So I’ve started to write about the role of projects of various sorts in our homeschool a number of times and keep junking the posts because I have so much to say that keeps coming out as a jumbled mess. However, “projects” and their role in our learning process have been very much on my mind lately so I’m coming back to try again. First, some background. When people say “project based” they may mean so many different things…
- a Reggio Emilia like approach where teachers support and create projects based on student interest and inspiration
- an almost business like approach where students (usually in groups) solve real world style problems (the curriculum Engineering is Elementary is a cool example of this approach)
- a unit studies style approach to learning
- an almost unschooling approach, taking special care to encourage and support children’s natural interests to create their own projects (this is the approach in the Camp Creek Blog and Lori Pickart’s Project Based Homeschooling, which I talked about awhile ago in this post)
Basically, “projects” in educational thinking can be very adult led or very child led. They can be very free form or very specific. They can be very process oriented or very product oriented, though most projects involve some product. In other words, who knows what anyone means when they say “project based.”
Previously, projects haven’t been huge for our homeschool.

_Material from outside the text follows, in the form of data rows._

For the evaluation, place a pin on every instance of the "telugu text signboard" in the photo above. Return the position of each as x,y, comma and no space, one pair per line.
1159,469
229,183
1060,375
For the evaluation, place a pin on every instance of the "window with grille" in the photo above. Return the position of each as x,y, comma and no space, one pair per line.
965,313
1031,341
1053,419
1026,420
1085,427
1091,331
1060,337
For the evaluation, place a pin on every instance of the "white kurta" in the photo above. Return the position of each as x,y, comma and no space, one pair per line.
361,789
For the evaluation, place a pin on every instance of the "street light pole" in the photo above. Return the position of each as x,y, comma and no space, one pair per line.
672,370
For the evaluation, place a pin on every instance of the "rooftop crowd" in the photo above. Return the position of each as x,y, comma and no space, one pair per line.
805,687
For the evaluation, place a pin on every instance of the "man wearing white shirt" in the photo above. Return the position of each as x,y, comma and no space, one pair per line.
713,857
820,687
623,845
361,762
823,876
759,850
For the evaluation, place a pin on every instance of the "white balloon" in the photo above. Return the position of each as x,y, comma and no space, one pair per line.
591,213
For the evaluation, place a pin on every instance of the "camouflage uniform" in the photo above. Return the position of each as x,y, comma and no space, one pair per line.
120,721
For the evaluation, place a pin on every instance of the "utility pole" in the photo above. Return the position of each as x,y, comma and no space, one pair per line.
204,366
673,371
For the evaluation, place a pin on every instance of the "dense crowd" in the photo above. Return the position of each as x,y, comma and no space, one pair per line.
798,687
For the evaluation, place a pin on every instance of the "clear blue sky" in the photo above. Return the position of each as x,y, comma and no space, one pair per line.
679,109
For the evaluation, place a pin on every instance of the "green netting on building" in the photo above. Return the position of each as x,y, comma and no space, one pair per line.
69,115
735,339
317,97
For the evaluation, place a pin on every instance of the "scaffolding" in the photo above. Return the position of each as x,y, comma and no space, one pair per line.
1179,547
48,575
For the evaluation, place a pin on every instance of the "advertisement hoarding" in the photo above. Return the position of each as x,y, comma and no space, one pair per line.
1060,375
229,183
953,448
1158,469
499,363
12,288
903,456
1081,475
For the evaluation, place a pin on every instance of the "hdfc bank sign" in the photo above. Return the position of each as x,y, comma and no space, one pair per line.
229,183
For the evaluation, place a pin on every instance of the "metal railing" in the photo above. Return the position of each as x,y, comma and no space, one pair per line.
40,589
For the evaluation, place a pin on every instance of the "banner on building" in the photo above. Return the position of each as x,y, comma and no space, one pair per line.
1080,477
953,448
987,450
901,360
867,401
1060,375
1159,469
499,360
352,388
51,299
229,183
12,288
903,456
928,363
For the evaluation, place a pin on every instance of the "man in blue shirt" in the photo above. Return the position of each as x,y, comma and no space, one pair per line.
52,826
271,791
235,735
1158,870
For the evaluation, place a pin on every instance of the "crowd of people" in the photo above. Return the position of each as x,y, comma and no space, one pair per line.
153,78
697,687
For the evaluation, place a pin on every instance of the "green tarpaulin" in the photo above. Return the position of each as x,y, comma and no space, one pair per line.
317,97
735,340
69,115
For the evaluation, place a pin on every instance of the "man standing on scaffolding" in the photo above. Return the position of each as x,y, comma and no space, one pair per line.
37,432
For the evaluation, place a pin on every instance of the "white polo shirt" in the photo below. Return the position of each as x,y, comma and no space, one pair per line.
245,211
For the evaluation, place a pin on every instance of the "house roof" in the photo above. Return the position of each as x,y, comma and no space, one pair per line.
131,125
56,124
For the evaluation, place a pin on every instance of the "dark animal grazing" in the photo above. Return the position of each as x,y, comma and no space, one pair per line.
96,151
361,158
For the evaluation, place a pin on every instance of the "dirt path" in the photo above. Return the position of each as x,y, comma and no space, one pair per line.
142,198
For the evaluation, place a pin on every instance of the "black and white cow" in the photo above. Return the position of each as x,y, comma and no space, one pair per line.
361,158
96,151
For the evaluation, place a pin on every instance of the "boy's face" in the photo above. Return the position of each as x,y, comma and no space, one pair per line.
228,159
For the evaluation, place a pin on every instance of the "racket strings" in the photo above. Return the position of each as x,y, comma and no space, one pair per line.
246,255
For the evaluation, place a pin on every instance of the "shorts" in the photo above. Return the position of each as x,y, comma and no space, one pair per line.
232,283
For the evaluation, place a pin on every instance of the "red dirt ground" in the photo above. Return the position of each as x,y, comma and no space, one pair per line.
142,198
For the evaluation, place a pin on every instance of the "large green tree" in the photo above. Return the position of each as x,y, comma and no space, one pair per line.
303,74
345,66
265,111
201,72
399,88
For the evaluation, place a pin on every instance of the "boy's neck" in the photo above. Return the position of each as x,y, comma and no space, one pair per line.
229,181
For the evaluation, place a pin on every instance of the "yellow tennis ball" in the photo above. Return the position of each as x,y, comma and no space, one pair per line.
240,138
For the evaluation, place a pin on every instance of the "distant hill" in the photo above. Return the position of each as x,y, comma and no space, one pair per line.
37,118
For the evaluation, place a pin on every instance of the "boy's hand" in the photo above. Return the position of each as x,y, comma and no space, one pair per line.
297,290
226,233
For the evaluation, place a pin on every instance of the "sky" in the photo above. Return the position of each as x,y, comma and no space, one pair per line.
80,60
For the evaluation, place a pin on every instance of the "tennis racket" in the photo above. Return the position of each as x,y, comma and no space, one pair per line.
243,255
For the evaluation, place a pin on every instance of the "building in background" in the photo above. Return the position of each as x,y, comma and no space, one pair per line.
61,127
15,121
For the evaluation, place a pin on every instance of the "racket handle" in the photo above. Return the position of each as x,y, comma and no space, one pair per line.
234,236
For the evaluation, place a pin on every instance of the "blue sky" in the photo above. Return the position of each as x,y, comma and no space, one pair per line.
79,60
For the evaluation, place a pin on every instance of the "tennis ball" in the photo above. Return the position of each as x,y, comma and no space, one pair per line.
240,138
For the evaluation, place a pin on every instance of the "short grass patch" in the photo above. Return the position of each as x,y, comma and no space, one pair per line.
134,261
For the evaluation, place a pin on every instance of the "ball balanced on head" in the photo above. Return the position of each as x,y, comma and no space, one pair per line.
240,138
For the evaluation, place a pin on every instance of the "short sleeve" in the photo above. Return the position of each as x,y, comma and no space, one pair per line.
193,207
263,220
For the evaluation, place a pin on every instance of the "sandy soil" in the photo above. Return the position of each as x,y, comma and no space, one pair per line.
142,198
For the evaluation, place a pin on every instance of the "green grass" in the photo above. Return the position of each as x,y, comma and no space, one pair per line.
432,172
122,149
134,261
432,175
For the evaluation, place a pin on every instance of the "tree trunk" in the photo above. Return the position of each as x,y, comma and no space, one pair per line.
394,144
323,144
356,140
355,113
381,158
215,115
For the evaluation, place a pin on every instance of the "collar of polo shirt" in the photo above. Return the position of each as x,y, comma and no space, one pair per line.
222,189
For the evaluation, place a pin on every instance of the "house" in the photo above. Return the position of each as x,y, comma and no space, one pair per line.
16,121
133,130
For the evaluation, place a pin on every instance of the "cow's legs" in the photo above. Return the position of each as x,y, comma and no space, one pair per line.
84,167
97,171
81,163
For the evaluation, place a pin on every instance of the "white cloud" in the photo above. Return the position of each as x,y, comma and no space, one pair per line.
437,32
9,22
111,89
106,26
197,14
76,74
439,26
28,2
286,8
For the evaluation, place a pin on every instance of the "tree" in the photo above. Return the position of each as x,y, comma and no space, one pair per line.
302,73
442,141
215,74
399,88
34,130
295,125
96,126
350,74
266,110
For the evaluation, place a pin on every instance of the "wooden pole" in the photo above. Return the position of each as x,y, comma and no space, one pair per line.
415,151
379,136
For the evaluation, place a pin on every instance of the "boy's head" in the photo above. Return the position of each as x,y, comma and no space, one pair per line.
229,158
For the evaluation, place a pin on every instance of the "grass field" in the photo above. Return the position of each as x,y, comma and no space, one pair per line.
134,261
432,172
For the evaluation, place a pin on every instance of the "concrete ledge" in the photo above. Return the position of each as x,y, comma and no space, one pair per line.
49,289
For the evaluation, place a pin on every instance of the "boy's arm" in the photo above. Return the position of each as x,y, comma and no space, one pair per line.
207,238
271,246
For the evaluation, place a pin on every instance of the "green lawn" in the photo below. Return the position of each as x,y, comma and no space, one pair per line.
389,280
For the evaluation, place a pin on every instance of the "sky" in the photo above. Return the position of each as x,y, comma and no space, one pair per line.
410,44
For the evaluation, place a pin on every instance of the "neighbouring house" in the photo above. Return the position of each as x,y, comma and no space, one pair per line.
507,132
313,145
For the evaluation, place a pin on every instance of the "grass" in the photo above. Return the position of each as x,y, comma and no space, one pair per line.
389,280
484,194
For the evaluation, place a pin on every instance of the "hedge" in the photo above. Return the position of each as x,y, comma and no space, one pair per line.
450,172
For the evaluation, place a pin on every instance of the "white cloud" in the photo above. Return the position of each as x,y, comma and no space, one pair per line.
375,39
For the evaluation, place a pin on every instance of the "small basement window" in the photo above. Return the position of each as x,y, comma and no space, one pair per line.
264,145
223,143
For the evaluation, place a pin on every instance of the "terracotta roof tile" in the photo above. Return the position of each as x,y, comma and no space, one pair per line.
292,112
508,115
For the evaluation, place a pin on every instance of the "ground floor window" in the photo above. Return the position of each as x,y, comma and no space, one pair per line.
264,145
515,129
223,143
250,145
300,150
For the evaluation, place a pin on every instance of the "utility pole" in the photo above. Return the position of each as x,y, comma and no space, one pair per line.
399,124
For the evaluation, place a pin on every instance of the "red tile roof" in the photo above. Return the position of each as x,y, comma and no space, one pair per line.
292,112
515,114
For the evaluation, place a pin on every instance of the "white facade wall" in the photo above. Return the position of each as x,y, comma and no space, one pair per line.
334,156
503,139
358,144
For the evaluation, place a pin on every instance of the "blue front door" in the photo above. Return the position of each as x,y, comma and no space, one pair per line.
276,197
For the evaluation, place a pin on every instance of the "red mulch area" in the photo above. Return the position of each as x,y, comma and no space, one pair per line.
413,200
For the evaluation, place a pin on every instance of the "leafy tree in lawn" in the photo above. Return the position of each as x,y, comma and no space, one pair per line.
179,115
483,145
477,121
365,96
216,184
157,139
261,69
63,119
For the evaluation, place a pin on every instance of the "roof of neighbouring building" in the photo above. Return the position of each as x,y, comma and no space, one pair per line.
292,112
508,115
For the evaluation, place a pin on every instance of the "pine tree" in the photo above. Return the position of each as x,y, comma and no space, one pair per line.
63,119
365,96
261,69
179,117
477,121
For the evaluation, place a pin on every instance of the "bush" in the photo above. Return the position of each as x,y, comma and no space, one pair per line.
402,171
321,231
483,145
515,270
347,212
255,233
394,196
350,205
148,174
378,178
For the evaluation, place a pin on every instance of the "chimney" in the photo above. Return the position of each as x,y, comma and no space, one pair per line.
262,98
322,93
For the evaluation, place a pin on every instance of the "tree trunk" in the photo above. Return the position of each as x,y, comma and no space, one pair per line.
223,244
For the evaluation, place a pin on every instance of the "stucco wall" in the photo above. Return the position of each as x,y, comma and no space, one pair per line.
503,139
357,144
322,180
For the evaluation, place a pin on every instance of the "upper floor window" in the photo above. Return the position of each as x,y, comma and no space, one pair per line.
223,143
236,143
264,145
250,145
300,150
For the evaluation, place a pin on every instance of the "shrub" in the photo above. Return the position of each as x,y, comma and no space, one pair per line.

When we started out learning, one of the things that made Mushroom and BalletBoy great to teach was their ability to be interested in nearly anything. Sure, some things were more fun than others, but when I said, hey, let’s learn about the Mongols or Roman roads or plant life or how forces work or nearly anything else, they were always up for it. If I said, let’s do it by trying this experiment, or making this piece of art, or reading this book, again, they were fine with that.
I called them my little Renaissance men. Let other kids have one track minds for their passions. My boys were amenable to nearly anything. So we crammed it all in. A full cycle of history from the dawn of mankind up to the present (almost, we’re to the Cold War technically). Piles of historical fiction to support it. A look at pretty much every science topic you can imagine in biology, physical science, earth science, astronomy, and so forth. Plenty of art history. Lots of geography. And I’m happy with all that. We used the grammar stage, in classical education thinking, just as it was meant to be used. We went all through time and space and introduced everything we could.

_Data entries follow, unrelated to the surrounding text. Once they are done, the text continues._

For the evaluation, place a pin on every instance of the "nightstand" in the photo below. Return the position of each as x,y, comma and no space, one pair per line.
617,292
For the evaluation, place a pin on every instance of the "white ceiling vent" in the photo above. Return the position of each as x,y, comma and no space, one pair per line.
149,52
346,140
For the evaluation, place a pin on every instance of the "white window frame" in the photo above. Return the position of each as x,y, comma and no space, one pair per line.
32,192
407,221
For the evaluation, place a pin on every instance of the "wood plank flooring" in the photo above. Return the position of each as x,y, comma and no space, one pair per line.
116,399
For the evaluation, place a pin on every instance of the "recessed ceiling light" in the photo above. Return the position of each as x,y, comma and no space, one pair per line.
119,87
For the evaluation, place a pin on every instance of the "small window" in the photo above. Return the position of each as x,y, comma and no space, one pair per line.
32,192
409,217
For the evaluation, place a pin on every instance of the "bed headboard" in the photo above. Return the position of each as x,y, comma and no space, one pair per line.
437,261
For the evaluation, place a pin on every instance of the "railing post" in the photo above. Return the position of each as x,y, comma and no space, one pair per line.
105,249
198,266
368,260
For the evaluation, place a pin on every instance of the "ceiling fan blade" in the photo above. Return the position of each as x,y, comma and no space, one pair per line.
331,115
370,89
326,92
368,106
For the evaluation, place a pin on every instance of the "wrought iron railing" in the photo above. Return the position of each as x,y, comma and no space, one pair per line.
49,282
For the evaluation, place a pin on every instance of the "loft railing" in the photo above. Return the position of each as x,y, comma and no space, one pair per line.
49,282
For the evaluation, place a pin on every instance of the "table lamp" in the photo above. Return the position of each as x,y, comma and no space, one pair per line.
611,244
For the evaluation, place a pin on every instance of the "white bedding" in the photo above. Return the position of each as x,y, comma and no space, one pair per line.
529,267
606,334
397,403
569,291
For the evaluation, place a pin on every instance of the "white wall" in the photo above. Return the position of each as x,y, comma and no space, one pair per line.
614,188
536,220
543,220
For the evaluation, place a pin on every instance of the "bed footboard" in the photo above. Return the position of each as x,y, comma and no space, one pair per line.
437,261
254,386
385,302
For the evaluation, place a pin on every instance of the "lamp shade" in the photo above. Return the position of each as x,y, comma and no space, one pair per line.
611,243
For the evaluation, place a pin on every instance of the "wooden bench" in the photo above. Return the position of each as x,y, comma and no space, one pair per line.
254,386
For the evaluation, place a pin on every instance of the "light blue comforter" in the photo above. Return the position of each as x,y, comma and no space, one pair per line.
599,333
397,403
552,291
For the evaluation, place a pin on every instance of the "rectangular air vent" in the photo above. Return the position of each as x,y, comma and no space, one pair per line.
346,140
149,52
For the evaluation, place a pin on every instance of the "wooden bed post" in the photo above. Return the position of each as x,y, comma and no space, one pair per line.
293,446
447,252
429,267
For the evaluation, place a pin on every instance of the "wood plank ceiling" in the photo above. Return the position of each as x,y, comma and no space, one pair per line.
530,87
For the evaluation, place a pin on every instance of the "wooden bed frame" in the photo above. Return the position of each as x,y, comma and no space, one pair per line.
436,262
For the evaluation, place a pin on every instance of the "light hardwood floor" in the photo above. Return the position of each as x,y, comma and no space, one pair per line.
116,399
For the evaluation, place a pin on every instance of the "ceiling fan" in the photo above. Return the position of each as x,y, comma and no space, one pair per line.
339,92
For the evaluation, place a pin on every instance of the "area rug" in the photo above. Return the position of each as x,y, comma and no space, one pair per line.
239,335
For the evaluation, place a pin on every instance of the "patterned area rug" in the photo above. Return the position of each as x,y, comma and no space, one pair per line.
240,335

Well, they’re still pretty amenable, but I can see how they’re changing gears. I’ve written about how they want ownership and new challenges recently. As such, I’m changing my thinking about projects and I’m now envisioning projects as one potential solution to our needs. I’m thinking of these as all of the above. Child led projects, teacher led projects, projects for contests, projects for the joy of learning, projects for content and for fun.
I’m feeling like this may be a good way to come at the logic stage for us. I come from teaching middle school for many years and have a vision of it as a time of great growth, but also a need for flexibility and new kinds of learning. One of the things I want my kids to discover the most is the ability to pursue their own interests and a love of learning. I think they’ve been too young to fully find their way to those things yet, but they won’t be for long. I want to turn the reins over a little bit for a little while and loosen up our content structure.

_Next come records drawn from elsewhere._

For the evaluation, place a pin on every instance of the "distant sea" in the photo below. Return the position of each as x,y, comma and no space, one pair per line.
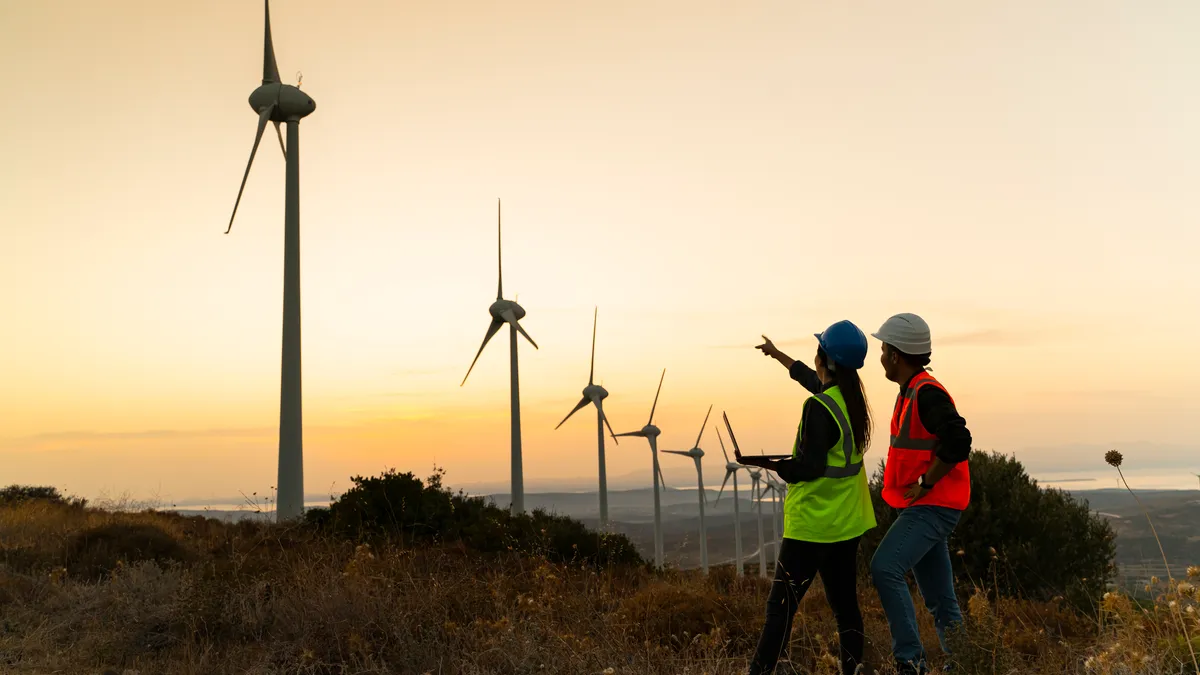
1139,479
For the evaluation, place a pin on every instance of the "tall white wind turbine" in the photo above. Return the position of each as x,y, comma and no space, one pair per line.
731,469
508,311
651,434
283,103
595,395
697,454
756,494
779,490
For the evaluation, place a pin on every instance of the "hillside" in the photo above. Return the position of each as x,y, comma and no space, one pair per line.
87,591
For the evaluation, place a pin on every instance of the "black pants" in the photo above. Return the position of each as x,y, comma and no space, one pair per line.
799,562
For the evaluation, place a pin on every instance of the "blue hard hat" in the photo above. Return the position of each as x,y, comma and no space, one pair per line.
845,344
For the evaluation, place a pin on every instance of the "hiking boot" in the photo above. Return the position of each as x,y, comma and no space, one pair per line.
910,668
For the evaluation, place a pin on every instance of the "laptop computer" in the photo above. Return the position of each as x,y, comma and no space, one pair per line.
735,441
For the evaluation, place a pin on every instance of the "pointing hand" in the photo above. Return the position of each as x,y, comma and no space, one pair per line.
767,347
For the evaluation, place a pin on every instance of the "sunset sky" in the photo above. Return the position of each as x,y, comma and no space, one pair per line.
1023,174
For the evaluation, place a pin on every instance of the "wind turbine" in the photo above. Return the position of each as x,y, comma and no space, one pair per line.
283,103
651,434
756,491
508,311
696,454
595,395
731,469
779,490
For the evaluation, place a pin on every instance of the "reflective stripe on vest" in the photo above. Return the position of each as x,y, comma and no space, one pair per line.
907,404
838,506
910,457
849,467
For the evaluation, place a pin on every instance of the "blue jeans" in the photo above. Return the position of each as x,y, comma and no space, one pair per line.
917,541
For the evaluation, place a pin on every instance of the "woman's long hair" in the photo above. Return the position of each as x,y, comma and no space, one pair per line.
856,400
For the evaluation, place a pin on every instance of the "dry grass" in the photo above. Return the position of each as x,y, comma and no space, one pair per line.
258,598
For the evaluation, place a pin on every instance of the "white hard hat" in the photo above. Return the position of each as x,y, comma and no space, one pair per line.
907,333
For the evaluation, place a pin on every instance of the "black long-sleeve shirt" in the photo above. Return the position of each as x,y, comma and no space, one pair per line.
819,430
942,419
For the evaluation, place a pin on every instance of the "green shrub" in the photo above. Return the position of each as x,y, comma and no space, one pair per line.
401,506
1047,543
96,551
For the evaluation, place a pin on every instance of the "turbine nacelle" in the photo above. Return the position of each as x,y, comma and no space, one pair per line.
291,103
499,308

I still see us returning to a more classical approach in a few years when the kids are really ready for high school level science and a primary source based history. And I don’t want to drop the ball on skills in the next few years either. I’m hoping to get both kids through algebra within the next three years (or so) and to keep honing their growing writing voices. However, I’m also excited to let them play with 3D design or robotics for school time. I’m excited to let them choose things to study about for history and do their own research. I’m excited to see them design a real science project and carry it out themselves. I’m hoping to do more things that get us thinking like Destination Imagination does and to enter essay contests and take better advantage of things like traveling exhibits and shows that we see.
So we’re slowly moving toward projects as one of the bases of what we do. We’re always tweaking and realigning our homeschool, but this feels like a big one even for us.